In my mind, when I returned to podunk Winfield, no one would recognize me. They would be quietly stunned by my metamorphosis.   I had grand plans (and a rich interior life that doesn't always match reality).

I didn't last two months at Souther Sem.  I despised it there.  Here's the thing.  I went to the college because my mother wanted me to. I knew I wouldn't like it there, wouldn't fit into this monied world where we pretended rigorous academic life when in truth my seventh grade science class had been more challenging than any of my classes combined at Southern Sem.

For Pete's sake, the campus had a barn where the students could board their horses.  (To be fair, they did have an excellent equestrian team.)  You could take an equestrian class for your gym credit instead of the traditional gym class.  Not me, though.  We couldn't afford the extra fees associated with gym-class-as-equestrian-riding.

I share this with you to give you an idea of the level of gentility of this college.    

Students came from all over the South.  I think I was as "Yankee northern" as you could get even though Maryland is, technically, south of the Mason Dixon line.  Most of the students had been riding and show jumping since the age of grade school (if not sooner) or cheerleaders too stupid to attend any college but their parents, bless their hearts, couldn't condescend to enroll their precious daughters in community college.  Such a thing would be disgraceful and appearances meant a great deal.

I found the unspoken goal of finding a husband at nearby W&L University or VMI--the very goal I had, mind you--to be suffocating.

I didn't last two months.  I couldn't carry on the charade.  I despised myself.  For leaving Winfield in the first place, to think I could be better than anyone I left behind.  For coming to Southern Sem when deep, deep down I knew I wouldn't fit in.  For dropping out, that I wouldn't thrive there.  I personified self-mortification.

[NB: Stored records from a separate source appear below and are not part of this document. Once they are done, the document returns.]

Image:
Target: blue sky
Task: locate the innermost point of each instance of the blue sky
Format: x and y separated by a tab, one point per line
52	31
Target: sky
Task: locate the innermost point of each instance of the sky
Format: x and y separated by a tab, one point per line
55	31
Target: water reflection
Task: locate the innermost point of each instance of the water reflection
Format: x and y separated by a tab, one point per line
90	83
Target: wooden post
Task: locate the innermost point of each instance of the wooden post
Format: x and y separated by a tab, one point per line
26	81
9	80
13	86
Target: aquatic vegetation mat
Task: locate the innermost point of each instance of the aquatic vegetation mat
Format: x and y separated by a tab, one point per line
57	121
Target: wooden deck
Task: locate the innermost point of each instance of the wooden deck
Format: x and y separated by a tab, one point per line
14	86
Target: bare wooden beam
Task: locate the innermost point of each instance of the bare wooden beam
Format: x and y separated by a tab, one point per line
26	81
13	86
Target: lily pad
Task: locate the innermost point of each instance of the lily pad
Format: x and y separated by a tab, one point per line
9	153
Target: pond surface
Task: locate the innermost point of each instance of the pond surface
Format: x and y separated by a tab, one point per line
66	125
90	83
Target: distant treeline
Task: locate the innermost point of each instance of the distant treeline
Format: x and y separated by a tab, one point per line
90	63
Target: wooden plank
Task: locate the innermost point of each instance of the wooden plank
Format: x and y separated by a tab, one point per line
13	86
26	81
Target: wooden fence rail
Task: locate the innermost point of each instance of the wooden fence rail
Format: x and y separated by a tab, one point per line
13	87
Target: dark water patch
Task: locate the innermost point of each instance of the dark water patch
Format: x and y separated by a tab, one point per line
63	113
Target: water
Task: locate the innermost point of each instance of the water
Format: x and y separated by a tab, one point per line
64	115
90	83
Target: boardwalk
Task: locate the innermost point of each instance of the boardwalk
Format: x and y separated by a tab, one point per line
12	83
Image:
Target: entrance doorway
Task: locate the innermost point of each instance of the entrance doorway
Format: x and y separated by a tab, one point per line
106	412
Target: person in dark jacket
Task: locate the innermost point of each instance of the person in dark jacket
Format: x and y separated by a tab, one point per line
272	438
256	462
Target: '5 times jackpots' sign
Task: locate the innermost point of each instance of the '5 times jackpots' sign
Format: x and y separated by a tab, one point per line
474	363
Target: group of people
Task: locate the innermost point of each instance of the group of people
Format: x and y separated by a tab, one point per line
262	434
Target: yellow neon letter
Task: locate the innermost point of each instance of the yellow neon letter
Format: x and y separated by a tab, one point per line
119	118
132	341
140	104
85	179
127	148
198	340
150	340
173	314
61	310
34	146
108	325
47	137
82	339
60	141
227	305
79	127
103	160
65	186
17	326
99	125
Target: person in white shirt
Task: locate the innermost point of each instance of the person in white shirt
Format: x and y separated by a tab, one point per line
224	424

In February of the following year, I enrolled in community college.

What does this have to do with Jessie Knadler's memoir Rurally Screwed?  


Not a cotton pickin' thing.

But like Jessie K, we have learned not to make ourselves over in someone else's image, according to someone else's expectations.  Motivated by the belief that the self we have couldn't possibly be good enough so we transform ourselves according to the expectations that we think the other person has.  

This is a very difficult lesson to learn.

I will probably never be rurally screwed in southern Virginia or Oklahoma or Colorado, raising hens and writing in the attic of an old farmhouse because Joseph wouldn't be comfortable living in a place where people are outnumbered by cattle.  (I keep telling him that Oklahoma needs teachers too, but it falls on deaf ears.)

Jessie K. has made a life for herself on several acres with her husband and baby girl, a rescued dog and chickens.  Her memoir Rurally Screwed is engaging and heartbreaking at times.  But goodness and grace spring from that despair.

Stop what you're reading.  Set that book aside for now.  Instead, read Jessie Knadler's memoir Rurally Screwed.   It's that good.

P.S. Southern Seminary College for Women is now Southern Virginia University, a liberal arts college that "promotes the standards and values of The Church of Jesus Christ of Latter Day Saints."  That's so not even remotely what the college was when I was there.  For two months.  Just sayin'.